— Давай сигнал!
Я протянул руку к решетке через верхнюю часть железной рамы, открывавшейся, как форточка, и дал три условленных удара. В тот же миг в колесе повторилась вся сцена, которую несколько минут проделывали мы сами. Все выскочили из него на двор и пошли кругом. Вызванные свистками солдаты вновь оттеснили их в коридор. Соскочив с окна и приложив ухо к краю своей двери, где была едва заметная щель между нею и косяком, я слышал, как и они, тоже смеясь для соблюдения внешности, расходились по своим камерам.
Прогулки были снова прекращены. Надолго ли? Что-то будет! Мы решили весь день до вечера не закрывать своих граммофонов, чтобы сообщать сейчас же друг другу обо всем, что произойдет.
Прошло два часа, и ничего не было. Потом в коридоре раздались звуки отпираемых дверей.
— Начальство ходит по камерам! — предупредил меня один из товарищей.
С замиранием сердца я ждал своей очереди и приготовился отвечать спокойно и твердо.

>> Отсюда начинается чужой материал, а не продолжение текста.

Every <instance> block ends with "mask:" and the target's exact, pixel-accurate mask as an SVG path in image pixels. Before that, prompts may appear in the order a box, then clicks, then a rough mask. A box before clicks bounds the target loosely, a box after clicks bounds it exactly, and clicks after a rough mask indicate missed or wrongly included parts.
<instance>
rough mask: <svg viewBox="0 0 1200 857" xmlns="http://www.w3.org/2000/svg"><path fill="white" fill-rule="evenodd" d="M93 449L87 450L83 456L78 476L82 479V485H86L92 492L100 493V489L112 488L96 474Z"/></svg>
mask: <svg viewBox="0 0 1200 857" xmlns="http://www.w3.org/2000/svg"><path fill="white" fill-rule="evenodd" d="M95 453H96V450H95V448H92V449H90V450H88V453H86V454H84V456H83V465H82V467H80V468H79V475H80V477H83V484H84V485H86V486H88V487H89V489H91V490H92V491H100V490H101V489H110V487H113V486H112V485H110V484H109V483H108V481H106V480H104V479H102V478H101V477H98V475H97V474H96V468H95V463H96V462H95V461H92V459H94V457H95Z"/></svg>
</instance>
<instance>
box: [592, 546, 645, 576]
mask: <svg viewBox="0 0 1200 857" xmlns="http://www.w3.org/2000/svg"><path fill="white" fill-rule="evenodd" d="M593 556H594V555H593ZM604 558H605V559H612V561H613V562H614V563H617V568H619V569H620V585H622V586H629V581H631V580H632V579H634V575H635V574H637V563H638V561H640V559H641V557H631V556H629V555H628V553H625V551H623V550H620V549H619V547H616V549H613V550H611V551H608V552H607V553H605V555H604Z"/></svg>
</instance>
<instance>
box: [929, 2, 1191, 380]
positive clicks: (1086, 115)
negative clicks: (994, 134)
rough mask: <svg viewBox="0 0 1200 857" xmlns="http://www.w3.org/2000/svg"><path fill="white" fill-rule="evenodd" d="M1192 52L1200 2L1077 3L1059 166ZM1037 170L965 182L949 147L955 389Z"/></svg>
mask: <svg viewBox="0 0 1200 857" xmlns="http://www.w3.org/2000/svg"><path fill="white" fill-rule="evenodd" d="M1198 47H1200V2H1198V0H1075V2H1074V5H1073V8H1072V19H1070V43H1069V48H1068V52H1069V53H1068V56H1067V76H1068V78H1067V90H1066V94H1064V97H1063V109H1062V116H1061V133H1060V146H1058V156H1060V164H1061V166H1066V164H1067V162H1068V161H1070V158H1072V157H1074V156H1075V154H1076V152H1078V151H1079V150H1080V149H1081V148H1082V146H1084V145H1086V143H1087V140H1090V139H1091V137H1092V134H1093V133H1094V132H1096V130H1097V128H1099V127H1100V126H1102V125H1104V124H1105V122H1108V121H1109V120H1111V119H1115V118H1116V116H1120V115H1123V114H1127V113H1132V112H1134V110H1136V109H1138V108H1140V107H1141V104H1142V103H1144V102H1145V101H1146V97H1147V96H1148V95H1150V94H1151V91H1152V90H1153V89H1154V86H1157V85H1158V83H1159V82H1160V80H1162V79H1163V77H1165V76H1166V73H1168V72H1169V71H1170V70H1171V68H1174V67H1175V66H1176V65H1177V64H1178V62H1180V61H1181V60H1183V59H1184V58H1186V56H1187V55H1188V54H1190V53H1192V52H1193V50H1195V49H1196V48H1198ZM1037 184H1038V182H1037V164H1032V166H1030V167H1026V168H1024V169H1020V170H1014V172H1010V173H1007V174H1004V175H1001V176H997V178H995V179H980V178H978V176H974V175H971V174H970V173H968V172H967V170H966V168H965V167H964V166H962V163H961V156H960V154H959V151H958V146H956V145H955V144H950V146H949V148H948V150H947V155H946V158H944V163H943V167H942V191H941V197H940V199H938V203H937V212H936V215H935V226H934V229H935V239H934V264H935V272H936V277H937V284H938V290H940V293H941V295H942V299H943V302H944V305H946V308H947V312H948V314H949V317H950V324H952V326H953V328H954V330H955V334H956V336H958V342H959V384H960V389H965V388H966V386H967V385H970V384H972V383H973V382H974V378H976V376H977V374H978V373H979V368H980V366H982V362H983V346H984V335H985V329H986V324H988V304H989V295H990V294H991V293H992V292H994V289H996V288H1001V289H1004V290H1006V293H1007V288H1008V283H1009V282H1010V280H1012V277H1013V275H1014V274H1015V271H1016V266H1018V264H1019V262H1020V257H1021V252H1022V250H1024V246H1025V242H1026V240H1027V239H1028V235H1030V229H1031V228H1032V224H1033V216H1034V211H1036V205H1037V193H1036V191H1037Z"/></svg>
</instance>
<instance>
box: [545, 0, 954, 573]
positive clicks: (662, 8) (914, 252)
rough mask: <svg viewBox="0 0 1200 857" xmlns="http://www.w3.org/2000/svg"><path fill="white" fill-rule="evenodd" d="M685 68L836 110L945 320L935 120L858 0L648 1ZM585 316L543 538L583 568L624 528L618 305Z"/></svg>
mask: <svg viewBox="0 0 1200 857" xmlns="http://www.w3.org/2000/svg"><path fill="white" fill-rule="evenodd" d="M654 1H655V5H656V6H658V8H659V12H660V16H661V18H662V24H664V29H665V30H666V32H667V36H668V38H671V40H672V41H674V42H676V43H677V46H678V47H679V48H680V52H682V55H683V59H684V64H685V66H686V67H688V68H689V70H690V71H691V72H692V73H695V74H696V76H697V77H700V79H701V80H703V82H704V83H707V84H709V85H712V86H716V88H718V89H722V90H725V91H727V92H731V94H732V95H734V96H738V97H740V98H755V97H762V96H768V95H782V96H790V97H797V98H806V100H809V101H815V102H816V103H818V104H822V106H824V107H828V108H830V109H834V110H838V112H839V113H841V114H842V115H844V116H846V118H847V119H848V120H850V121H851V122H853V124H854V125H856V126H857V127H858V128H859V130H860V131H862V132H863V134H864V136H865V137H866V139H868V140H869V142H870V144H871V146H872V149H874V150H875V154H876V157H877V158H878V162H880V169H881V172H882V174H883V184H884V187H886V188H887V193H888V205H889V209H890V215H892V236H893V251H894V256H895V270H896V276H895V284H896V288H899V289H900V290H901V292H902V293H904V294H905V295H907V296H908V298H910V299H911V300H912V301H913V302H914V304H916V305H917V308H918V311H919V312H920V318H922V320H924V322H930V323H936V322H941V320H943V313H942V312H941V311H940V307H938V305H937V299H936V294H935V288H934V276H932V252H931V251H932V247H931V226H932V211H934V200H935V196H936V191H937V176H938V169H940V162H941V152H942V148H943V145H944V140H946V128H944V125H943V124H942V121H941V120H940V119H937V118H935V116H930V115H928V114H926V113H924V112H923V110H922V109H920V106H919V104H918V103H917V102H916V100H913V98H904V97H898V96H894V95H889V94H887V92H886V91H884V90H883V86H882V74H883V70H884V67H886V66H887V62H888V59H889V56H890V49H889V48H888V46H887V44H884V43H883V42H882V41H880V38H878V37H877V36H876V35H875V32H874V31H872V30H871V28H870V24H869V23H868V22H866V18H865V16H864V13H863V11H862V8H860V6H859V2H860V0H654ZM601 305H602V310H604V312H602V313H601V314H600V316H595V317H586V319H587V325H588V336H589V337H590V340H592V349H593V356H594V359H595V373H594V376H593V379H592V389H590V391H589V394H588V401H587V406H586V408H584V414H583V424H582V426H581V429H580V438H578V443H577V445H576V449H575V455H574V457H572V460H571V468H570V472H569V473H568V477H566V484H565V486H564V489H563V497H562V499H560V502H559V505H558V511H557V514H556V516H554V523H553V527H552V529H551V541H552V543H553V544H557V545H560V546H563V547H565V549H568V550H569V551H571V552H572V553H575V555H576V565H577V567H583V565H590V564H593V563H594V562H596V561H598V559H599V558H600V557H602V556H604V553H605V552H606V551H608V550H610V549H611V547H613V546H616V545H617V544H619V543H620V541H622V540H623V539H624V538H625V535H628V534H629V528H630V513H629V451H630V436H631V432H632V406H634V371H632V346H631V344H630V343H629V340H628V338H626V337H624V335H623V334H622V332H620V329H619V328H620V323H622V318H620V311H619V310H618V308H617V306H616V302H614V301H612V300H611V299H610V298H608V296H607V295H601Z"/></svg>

Я хотел сказать, что двухлетняя полная изолированность и безмолвие уже свели с ума многих моих товарищей по заточению и почти одно спасение для них от окончательной гибели — это возможность говорить по временам; и потому я, хотя и не желаю делать неприятностей начальству, буду скакать через решетки каждый раз, как меня выведут.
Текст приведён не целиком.